Are all those people now guilty of a federal offense? If the Drew ruling stands, then legally they will be, as the New York Times points out. In effect, they will be seen by the courts as criminal hackers. No doubt supporters of the decision will argue that such a case is only likely to emerge if the fake account is used in the commission of a crime, such as theft or murder — at which point it could provide an easy way of nabbing a wrong-doer, in the same way that tax evasion managed to hook Chicago crime boss Al Capone. But how do we know that it would only be used in such cases? We don’t. It could just as easily be used to prosecute users who created fake accounts for some other purpose, such as poking fun at a prominent public figure, or to protect their identity in some way.
That’s getting awfully close to impinging on freedom of speech, and yet it would be more than possible if the Drew case stands. Anyone who altered their name, their age, or their gender for virtually any purpose — benign as well as harmful — would be liable to federal prosecution. And is any of that going to make social networks safer for people like Megan Meier? Not really. What happened to her was definitely a tragedy, but it was not a crime. The Drew case should be overturned.
Update: It’s obvious from the number of comments here — and the passionate feelings expressed in many of them — that my post has struck a nerve with a lot of people. Some believe that finding Lori Drew guilty of virtually any crime is worth it, because of the heinous nature of her actions, but I think laws should be used when they are justified by the facts, not just because we are desperate to find a way of punishing someone. And the fact is that the “unauthorized access” law was designed to apply to criminal hackers, not people who create fake personas on social-networking sites — regardless of what that persona allegedly made someone do. If we are going to prosecute everyone who doesn’t abide by the terms of service for a website, then the courts are going to be filled to the rafters.
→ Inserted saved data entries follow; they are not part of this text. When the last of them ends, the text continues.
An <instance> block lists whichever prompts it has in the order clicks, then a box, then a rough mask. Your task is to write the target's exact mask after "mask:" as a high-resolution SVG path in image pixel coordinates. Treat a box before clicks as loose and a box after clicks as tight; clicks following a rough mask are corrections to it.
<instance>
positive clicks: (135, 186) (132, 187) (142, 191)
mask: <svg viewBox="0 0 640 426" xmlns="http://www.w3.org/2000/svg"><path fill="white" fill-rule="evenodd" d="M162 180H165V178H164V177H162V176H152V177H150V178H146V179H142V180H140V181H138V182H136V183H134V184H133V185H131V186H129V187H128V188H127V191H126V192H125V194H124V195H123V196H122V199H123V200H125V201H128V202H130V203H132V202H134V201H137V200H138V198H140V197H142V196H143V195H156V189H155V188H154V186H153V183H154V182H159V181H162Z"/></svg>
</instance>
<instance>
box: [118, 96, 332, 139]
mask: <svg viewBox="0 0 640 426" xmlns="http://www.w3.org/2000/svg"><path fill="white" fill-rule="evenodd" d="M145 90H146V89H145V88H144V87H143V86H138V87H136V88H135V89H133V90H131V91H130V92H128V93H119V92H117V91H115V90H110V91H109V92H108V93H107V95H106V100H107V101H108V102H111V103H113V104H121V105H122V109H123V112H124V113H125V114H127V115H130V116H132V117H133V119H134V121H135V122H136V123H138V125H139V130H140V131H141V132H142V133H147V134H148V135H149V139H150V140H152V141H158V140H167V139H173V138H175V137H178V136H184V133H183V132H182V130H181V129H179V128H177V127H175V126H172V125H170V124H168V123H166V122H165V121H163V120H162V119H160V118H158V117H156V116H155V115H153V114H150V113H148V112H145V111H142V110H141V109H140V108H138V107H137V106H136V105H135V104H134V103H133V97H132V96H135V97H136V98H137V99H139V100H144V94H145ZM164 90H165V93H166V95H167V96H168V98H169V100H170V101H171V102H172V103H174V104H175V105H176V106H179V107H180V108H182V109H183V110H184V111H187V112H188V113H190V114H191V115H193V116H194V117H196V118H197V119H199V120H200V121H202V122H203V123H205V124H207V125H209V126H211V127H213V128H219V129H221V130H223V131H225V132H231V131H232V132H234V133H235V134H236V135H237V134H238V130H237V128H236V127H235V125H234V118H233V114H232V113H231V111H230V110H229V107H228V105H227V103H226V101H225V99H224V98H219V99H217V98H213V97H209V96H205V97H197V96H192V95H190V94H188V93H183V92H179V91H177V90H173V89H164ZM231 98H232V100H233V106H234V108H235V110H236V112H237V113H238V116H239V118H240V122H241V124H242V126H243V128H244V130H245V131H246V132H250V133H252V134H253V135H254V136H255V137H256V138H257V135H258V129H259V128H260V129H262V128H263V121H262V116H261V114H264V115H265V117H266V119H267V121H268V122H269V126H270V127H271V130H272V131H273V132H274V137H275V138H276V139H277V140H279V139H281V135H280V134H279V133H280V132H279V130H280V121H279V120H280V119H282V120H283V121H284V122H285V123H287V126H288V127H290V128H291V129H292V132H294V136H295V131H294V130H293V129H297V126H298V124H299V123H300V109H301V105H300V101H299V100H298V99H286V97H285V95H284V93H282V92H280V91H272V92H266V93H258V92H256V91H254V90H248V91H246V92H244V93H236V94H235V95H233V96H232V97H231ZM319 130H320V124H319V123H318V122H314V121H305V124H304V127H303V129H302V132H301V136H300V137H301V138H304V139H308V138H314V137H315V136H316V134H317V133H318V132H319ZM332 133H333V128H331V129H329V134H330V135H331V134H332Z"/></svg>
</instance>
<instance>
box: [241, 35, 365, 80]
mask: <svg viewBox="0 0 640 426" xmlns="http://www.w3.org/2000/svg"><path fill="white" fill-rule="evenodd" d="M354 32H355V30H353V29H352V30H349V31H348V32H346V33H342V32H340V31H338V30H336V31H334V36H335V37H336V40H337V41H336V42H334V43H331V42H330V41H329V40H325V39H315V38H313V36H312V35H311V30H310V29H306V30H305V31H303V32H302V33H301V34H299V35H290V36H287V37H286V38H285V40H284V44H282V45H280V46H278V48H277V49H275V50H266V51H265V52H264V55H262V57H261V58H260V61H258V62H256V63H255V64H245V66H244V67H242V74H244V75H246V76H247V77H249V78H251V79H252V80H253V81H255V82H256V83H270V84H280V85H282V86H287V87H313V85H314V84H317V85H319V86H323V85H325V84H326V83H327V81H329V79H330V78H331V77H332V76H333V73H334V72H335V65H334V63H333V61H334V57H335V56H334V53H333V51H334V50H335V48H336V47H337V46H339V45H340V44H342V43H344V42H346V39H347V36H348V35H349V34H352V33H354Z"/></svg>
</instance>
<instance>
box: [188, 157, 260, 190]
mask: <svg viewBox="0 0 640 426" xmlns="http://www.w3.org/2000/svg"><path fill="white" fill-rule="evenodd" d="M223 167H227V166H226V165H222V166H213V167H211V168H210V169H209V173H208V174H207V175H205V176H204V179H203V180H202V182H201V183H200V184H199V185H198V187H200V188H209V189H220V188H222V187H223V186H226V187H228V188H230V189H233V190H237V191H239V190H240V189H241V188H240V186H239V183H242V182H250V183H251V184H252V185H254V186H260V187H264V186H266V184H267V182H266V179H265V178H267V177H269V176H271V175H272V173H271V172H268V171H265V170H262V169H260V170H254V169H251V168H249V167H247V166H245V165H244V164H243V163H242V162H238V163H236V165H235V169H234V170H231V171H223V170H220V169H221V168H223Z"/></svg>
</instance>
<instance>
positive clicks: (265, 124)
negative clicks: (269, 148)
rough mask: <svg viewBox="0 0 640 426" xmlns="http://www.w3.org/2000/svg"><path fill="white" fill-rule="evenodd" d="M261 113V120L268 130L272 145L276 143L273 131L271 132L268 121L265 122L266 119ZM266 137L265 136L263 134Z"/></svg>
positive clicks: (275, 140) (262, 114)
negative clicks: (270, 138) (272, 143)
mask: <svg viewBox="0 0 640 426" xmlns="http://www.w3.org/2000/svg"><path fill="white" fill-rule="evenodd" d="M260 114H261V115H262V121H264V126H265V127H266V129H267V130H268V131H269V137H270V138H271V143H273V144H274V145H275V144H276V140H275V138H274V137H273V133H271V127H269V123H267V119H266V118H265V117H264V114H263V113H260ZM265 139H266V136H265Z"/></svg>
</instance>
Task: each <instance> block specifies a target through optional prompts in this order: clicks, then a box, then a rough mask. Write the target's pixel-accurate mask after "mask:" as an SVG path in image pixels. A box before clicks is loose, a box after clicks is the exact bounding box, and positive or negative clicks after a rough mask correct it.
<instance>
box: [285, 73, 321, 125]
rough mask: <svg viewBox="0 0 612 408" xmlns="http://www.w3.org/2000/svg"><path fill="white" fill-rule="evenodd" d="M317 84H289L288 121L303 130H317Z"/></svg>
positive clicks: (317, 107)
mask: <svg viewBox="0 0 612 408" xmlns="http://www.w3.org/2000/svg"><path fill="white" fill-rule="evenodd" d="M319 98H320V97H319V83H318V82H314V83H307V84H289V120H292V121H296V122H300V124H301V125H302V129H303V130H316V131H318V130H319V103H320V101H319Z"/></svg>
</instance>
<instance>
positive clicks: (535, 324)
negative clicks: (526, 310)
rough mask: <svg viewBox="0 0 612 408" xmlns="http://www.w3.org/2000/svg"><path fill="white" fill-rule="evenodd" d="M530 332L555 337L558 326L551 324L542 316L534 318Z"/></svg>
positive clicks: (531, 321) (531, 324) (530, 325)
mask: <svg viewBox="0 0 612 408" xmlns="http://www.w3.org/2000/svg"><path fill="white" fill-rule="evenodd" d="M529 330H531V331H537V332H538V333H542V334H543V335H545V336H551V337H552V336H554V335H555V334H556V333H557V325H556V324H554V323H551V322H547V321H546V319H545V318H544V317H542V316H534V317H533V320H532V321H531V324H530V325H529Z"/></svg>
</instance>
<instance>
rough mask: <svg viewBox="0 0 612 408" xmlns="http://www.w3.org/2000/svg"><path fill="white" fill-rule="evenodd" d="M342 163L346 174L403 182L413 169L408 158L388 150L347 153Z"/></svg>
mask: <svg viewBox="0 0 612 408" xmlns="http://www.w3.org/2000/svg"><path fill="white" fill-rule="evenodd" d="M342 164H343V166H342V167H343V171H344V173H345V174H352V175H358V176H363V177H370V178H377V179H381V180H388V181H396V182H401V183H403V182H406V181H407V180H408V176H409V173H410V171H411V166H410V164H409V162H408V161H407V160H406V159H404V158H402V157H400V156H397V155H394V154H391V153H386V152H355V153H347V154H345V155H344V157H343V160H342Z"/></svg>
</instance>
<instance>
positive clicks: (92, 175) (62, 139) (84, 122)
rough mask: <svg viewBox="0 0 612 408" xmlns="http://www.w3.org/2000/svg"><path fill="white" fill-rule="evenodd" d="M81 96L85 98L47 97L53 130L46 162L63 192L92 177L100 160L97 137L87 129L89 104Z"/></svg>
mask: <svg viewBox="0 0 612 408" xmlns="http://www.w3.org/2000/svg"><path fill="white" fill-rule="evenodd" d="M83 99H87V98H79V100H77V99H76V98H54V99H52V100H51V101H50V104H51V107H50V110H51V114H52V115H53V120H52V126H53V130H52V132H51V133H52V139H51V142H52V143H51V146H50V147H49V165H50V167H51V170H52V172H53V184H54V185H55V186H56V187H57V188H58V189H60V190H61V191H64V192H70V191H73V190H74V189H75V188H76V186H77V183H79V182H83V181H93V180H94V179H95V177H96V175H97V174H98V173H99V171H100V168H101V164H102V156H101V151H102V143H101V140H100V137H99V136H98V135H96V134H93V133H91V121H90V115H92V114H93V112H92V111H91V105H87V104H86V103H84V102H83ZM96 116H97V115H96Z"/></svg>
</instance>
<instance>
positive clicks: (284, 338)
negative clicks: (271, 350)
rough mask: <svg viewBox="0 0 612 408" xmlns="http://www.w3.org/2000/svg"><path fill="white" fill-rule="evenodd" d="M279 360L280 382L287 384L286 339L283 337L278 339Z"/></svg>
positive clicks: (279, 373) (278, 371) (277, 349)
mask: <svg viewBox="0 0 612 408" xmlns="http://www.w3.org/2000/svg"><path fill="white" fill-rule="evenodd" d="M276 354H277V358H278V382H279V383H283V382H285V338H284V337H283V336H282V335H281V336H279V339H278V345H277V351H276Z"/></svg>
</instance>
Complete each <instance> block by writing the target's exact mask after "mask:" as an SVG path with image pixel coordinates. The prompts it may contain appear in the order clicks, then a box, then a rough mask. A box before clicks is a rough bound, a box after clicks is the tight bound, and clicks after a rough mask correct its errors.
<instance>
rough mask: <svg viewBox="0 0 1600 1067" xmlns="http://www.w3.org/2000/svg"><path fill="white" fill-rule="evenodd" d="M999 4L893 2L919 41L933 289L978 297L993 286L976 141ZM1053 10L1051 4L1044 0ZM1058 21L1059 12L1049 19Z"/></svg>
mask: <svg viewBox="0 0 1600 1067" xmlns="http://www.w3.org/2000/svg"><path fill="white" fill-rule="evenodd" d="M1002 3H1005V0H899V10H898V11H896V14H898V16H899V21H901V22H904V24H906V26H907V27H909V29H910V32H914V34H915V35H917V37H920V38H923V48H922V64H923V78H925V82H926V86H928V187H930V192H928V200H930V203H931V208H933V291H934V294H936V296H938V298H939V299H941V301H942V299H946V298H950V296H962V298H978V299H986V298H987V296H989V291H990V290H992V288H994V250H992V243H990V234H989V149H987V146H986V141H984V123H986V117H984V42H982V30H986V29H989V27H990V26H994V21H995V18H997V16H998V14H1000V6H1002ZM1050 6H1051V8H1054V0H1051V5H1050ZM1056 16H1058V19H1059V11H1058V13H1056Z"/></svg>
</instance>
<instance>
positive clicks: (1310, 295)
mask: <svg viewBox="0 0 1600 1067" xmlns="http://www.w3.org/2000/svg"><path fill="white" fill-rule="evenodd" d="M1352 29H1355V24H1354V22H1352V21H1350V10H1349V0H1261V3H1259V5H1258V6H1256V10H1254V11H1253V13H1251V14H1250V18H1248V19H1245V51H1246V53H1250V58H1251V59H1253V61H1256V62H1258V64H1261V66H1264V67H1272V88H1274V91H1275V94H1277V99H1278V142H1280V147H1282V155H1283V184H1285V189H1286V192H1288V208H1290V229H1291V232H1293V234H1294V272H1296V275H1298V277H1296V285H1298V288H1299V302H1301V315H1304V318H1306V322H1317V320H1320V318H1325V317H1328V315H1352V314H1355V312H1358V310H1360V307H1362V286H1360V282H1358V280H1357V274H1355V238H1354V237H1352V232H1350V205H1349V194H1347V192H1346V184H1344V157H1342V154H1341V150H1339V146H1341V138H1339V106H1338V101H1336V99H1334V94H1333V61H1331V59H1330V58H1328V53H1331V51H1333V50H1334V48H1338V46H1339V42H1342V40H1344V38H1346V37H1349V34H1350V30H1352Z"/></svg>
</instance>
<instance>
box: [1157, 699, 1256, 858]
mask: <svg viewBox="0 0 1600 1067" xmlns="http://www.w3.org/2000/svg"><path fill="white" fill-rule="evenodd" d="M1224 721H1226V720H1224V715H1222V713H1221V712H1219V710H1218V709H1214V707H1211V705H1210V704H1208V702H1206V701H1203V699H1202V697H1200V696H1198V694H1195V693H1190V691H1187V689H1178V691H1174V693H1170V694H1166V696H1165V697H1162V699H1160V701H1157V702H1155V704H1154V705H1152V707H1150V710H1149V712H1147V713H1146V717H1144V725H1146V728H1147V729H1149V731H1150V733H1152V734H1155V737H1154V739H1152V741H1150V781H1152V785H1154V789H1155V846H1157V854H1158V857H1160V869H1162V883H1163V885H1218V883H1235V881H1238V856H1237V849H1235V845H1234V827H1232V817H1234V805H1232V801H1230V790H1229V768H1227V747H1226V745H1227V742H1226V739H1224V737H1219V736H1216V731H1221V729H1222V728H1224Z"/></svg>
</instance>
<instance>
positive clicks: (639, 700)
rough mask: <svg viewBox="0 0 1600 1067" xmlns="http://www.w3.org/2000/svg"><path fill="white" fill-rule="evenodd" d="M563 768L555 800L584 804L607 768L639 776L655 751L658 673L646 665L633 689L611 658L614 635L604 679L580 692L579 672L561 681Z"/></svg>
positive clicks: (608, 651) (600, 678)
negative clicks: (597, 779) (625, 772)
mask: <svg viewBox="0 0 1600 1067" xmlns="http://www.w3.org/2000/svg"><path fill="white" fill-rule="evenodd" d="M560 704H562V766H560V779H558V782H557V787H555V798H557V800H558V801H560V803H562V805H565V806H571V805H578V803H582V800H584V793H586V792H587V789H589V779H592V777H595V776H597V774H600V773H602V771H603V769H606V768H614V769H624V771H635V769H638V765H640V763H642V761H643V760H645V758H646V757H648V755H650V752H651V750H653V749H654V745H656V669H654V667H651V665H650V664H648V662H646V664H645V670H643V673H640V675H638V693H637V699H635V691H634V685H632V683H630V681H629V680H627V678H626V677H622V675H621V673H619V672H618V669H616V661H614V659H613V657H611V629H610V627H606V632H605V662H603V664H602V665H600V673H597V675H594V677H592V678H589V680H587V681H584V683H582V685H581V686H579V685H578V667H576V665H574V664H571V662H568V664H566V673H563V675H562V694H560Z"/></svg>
I think @Jeema put it well in a comment that said: “Anyone could now be prosecuted for violating a terms of service agreement if this precedent stands, regardless of whether or not they ever intended to cause harm or not. If we want to make a law against cyber-bullying, fine, but we should not abuse existing laws and throw away freedom of speech in the name of mob justice.” The reality is that the charges against Lori Drew were designed to take what she did and twist it until it fit into a specific law, so that she could be punished for something — anything — as a result of her behaviour, as noted by Diogo. That’s not justice, it’s revenge.
A number of commenters have said that they don’t think this case has anything to do with freedom of speech, since companies such as MySpace are allowed to do whatever they like. In fact this isn’t the case, as others have pointed out. It may not fit most of our definitions of speech, but I think it could quite easily be argued that creating a persona of your choosing for an online social network — provided you aren’t trying to hijack the identity of a real person — should fall under the protection of the First Amendment. Online researcher danah boyd has some thoughts on the decision here.